6. On pages 108–9, Straub writes, “What a very long time one had to be an adult, after rushing through childhood and adolescence.” Emily and Melinda are Alice’s coworkers at Belvedere—one younger than Alice and just starting out in the world, and one approaching retirement. How do these two adult characters reflect Alice’s understanding of differences between generations?
7. Sam and Alice are best friends in both their sixteen-year-old and forty-year-old iterations. Compare and contrast their friendship in these two eras. What notable shifts did you identify? What does Alice learn from her teenage self about the kind of friendship she wants with Sam as she enters her fortieth year?

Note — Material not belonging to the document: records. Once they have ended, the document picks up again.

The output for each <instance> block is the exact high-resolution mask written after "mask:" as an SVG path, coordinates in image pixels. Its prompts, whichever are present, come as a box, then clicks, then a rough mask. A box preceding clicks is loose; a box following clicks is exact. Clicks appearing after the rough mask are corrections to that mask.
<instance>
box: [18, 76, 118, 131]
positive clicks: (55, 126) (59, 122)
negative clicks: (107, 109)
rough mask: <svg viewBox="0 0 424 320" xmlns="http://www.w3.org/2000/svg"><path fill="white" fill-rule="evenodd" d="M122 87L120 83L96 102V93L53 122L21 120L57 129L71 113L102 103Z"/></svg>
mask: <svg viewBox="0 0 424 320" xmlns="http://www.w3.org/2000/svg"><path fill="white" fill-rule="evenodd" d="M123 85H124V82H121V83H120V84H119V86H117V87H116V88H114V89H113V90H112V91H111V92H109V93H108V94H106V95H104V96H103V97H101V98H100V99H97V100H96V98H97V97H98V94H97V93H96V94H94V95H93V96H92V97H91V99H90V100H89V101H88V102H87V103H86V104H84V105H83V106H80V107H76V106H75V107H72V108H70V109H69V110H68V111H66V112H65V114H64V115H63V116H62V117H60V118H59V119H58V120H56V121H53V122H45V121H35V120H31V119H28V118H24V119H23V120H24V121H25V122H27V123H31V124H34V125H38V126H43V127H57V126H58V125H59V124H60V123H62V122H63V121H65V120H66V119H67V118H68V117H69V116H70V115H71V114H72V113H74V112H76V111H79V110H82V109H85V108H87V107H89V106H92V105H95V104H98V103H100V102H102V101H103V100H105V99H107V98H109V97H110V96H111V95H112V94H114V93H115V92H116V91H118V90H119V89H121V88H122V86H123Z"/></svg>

8. This Time Tomorrow is also an ode to New York City. On page 93, Straub writes, “New York City [was like] a snake shedding its skin in bits and pieces, so slowly that by the time the snake was brand new, no one would notice.” How does the novel use the city to reflect on larger ideas about change versus stasis?
9. As an adult, Alice understands she hasn’t done all the things she planned when she was young. She always assumed that her father, Leonard, was the successful one, until she realizes that he “was afraid, too, and happier to stay close to what had worked, rather than risk it all on something new” (p. 132). What is Straub saying about fear and ambition? About action versus passivity? How do Alice’s and Leonard’s attitudes toward these ideas change?
10. When Alice visits the psychic on the day after her fortieth birthday, she asks, “How do I know if I’m living the right life?” (p. 231). What answers does Alice come to by the end of the novel?
11. If you could take a vacation to your past, what day would you choose to relive? Is there anything that you would do differently? In what ways did This Time Tomorrow make you reflect on time and how you spend it?